The increase in crime and economic recessions is a phenomenon that has been recurring throughout history. During the Great Depression, the Italian-American mafias, which were already profiting from alcohol smuggling during the Prohibition, escalated their operations. During the period of the collapse of the US real estate sector, drug trafficking generated profits like never before. Sadly, in times of crisis, criminals find the ideal circumstances to expand their criminal operations. This phenomenon is due to several factors, one of them is that during crises there are fewer economic resources to invest in security and crime prevention. Companies are currently going bankrupt and face operational challenges which, by reducing their income, forces them to lay off staff, therefore they have fewer people to monitor suspicious operations and implement crime prevention systems. A second factor is that, at the state level, resources and attention will be focused on other priorities. In the current crisis the health systems of many countries are collapsing due to the large number of infections, therefore, these countries will focus their efforts on fighting the virus and not against crime. It is also happening that many countries have “relaxed” their compliance standards. For example, in the Bahamas, the duties and obligations of financial institutions under the Recipient Landlord Registration Act of 2018 have been temporarily suspended due to trade restrictions resulting from the emergence of COVID 19. But the most serious thing about all this is that many companies, businesses or financial institutions are going to turn a blind eye to crime because it may even be their only salvation from insolvency. Former UNODC executive director Antonio María Costa revealed that organized crime money was the only thing that kept some banks from going bankrupt during the 2008 US financial crisis.

However, despite the fact that at the moment there has been no reported increase in money laundering globally, given that many financial institutions have entered into a “blockade”, it is delusional to think that there will be no upturn in this crime. As we have stated before, a higher number of cybercrimes, corruption, scams and forgery of medical supplies have been reported. The crime of money laundering is an autonomous crime, but the illicit origin of the assets comes from a previous criminal conduct. This in Law Theory is known as related or underlying crimes. Therefore, all criminals who have engaged in criminal activities since the start of the pandemic will have to commit the crime of money laundering to enjoy the ill-gotten gains from their crimes. One prediction that is very likely to come true is as follows: Following the global economic crisis that has emerged from the COVID 19 pandemic, money laundering figures will grow dramatically.

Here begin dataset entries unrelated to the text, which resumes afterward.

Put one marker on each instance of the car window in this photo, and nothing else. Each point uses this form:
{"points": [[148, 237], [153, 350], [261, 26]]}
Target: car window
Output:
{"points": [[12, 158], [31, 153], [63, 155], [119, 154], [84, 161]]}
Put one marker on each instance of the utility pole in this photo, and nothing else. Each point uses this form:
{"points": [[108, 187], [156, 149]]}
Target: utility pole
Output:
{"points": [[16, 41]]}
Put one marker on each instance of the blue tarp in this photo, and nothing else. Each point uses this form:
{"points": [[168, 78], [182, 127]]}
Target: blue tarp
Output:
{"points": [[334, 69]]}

Financial Action Task Force of Latin America (GAFILAT) has issued a report in which it pointed out various phenomena that may pose a risk to money laundering and terrorist financing. GAFILAT indicated that a reduction is expected in the volume of reports of suspicious operations and also in delays in obtaining additional information required for the necessary investigations. Likewise, I point out an increase in crimes related to corruption, an increase in financial fraud and scams. But it also gives some good practice suggestions for trying to mitigate emerging risks. However, it is now up to the member countries to apply these suggestions so that they do not remain as a simple declaration of good intentions. Furthermore, a central axis of each state must revolve around implementing new alternatives to combat this risk.

Sadly, crises and crime are part of a vicious circle, a perverse uroboros which will not stop growing if we do not take urgent and effective actions to confront it. Robust and rigorous Compliance systems, with a focus on AML and CFT measures is a crucial requirement to prevent this new wave of money laundering. The crisis will cause an exponential growth in crime, but also in technology that can be a great ally to combat criminal acts. For all of us who work in the world of Compliance, this crisis can be a great opportunity to reinvent ourselves and find more effective solutions to combat money laundering and terrorist financing.